For a writ of prohibition to issue, this court must find (1) that the court or officer against whom it is sought is about to exercise judicial or quasi-judicial power, (2) that the exercise of that power is unauthorized by law, and (3) that denying the writ would cause injury for which there is no other adequate remedy in the ordinary course of law. State, ex rel. Johnson, v. Perry County Court (1986), 25 Ohio St. 3d 53, 58, 25 OBR 77, 81, 495 N.E. 2d 16, 21, citing State, ex rel. McGraw, v. Gorman (1985), 17 Ohio St. 3d 147, 150, 17 OBR 350, 353, 478 N.E. 2d 770, 773; Bobb v. Marchant (1984), 14 Ohio St. 3d 1, 3,14 OBR 1, 2, 469 N.E. 2d 847, 849. According to their briefs, the parties agree that respondent’s refusal to dismiss the preliminary injunction appeal signifies that it is about to exercise judicial *148power. Thus, we must first decide whether respondent will exercise unauthorized judicial power by considering the appeal further.
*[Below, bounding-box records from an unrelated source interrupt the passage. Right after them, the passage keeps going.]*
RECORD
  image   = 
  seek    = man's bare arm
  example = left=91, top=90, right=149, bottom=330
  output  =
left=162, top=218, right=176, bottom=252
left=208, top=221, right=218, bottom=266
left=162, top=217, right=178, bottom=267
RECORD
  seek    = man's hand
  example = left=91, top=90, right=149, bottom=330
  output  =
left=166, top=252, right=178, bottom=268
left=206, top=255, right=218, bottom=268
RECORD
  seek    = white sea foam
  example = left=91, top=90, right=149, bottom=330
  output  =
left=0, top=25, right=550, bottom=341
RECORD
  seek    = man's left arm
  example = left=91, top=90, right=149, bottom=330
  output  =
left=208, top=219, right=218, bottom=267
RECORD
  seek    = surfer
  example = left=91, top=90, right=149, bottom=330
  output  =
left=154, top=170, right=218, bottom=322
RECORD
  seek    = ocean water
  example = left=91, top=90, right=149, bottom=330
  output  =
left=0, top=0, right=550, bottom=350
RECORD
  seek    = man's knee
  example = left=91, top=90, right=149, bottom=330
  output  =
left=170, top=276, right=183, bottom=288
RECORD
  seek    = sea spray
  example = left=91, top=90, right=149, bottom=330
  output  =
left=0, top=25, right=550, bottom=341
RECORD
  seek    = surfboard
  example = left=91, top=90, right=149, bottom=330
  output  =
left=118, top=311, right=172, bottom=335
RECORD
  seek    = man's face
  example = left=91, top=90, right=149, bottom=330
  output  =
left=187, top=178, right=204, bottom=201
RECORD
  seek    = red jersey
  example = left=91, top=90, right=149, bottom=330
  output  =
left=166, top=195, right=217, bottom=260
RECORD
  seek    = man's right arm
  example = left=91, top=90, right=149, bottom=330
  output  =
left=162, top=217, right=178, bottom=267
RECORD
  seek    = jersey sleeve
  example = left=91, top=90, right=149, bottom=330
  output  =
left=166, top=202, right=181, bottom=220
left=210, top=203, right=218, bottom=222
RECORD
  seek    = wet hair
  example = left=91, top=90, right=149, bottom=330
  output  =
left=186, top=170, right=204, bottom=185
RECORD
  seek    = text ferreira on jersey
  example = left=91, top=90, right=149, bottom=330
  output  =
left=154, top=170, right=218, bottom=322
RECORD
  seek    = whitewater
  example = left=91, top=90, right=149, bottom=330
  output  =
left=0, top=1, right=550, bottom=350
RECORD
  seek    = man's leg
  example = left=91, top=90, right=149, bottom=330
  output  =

Relators argue that the instant preliminary injunction was not a proper subject for respondent’s immediate review because it was not a final appealable order. We agree.
The action underlying the preliminary injunction of July 18 is one for injunctive relief. It has long been the rule that:
“An order of the court of common pleas granting a temporary injunction in a suit in which the ultimate relief sought is an injunction, is not either a judgment or a final order which may be reviewed by the circuit court on a petition in error.” May Co. v. Bailey Co. (1910), 81 Ohio St. 471, 91 N.E. 183, syllabus.
Indeed, even the United States Supreme Court has recognized that, in Ohio:
“A temporary injunction which merely serves to preserve the status quo pending the hearing on a request for a permanent injunction is not a final order appealable under §§ 2505. 02, 2505.03 of Page’s Ohio Rev. Code (1954). * * * [Citations omitted.]” Amalgamated Clothing Workers v. Richmond Bros. Co. (1955), 348 U.S. 511, 517-518, at fn. 3.
Accordingly, no authority exists for respondent to hear an appeal of or to modify that order.
As for the third prerequisite to the issuance of the writ, it may be, as respondent claims, that any injury caused by not granting prohibition in this case could be remedied through ordinary legal measures. However, this court has acknowledged that it may exercise discretion to issue a writ of prohibition even where an adequate remedy in the ordinary course of law is available. State, ex rel. Ohio High School Athletic Assn., v. Judges (1962), 173 Ohio St. 239, 249, 19 O.O. 2d 52, 58, 181 N.E. 2d 261, 267. We reaffirmed this principle in State, ex rel. Johnson, v. Perry County Court, supra, at 58, 25 OBR at 81, 495 N.E. 2d at 21:
“ ‘[I]f an inferior court is without jurisdiction whatsoever to act, the availability or adequacy of a remedy * * * to prevent the resulting injustice is immaterial to the exercise of supervisory jurisdiction by a superior court to prevent usurpation of jurisdiction by the inferior court.’ * * * [Citations omitted.]”
The rule prohibiting appeal of preliminary injunctions like the one at bar places a “patent and unambiguous restriction” on the jurisdiction of a court of appeals. See State, ex rel. Smith, v. Court (1982), 70 Ohio St. 2d 213, 24 O.O. 3d 320, 436 N.E. 2d 1005. It also establishes that there was a “total and complete want of jurisdiction” on the lower court’s part. See State, ex rel. Adams, v. Gusweiler (1972), 30 Ohio St. 2d 326, 59 O.O. 2d 387, 285 N.E. 2d 22. In such a situation, this court has plenary power “not only to prevent excesses of lower tribunals, but to correct the results thereof and to restore the parties to the same position they occupied before the excesses occurred.” Id. at 330, 59 O.O. 2d at 389, 285 N.E. 2d at 24.
Accordingly, respondent’s order modifying the preliminary injunction issued on July 18, 1988 is vacated and the writ prayed for is allowed.
Order vacated and writ allowed.
Moyer, C.J., Sweeney, Locher, Holmes, Douglas, Wright and H. Brown, JJ., concur.